The scam: Walking down the street, you suddenly feel something wet hit you on the back or shoulder. Almost immediately, a friendly bystander leaps into action and helps to clean you up. In the confusion, he’s also helping himself to your wallet.
How to deal with it: Shock and confusion play a big part in this scam, so try and compose yourself as best you can. Step back from anyone trying to “clean” you and insist you do it yourself.
Bear in mind that this trick can work with any kind of distraction, from having a fake baby thrown at you to a street-side magic show.
The scam: Upon hearing the name of your hotel, a concerned taxi driver informs you that it is in fact closed for refurbishment and that you will not be able to stay there. Luckily for you, he knows a much better one nearby.
Of course, it’s not nearby, it’s not better and your original accommodation is not closed. The driver is in cahoots with the hotel, receiving a little commission for every unsuspecting traveller he drops at the door.
How to deal with it: Look for alternative transport such as a shuttle or public bus, or seek out a different taxi. You can often arrange an airport shuttle service before you fly. Always keep the hotel’s contact number handy in case you need to call.
You might come across similar swindles outside bus stations (“the bus is full, use my taxi”) or for popular excursions (“this trip is much cheaper and better!”). The key is to not be swayed by these random offers. Stick to your original plans.
A USA-specific rip-off, highlighted by the FCO
The scam: You pull into a petrol station that does not have the price of gas clearly displayed. Once you’ve filled the tank, you go into pay and find that the cost is way more than you’ve been paying and much higher than the national average.

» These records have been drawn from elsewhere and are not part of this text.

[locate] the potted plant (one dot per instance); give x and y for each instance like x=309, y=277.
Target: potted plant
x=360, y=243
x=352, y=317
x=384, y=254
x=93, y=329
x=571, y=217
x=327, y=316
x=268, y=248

How to deal with it: If you can, avoid filling up around tourist hotspots and airports and keep an eye out for gas stations that display the price clearly. Consider filling an emergency fuel can for long distances.
The FCO states that this type of gas-station con is notoriously rife around Orlando International Airport, a hotspot for holidaying Brits.
The scam: After a purchase, the cashier slowly counts out your remaining change. But not just slowly, you can actually see the hair growing on your cashier’s head. Eventually, annoyed that your precious holiday time is being wasted, you grab the money and walk away.
Only later do you realise that you’ve been significantly short changed.
How to deal with it: Make a note of what your change should be and be patient – hold up the queue all day if you have to.
The deal that really is too good to be true
The scam: A ring/gem/jewel of such worth that you can finally think about moving out of your mum’s is offered to you by a stranger for a fraction of its value.
Desperate to seize upon this tremendous piece of luck, you buy the precious item for a steal. Later, of course, you realise it is worthless and your dreams of independence vanish.
How to deal with it: Be wary of anyone who randomly offers you an incredible offer: it is almost certainly a con. A firm “no thanks” will usually suffice to deter this type of scammer, but if they keep persisting simply walk away.
The scam: Similar to the fake police, two official-looking hotel staff knock on your door and ask if they can carry out a “routine inspection”. While one keeps you occupied, the other covertly steals any valuables on show.
How to deal with it: Don’t let anyone in that you weren’t expecting. Call reception and check if someone comes to your door asking to look around the room. It’s likely that the mere mention of doing this will see your ‘inspectors’ vanish as quickly as they appeared.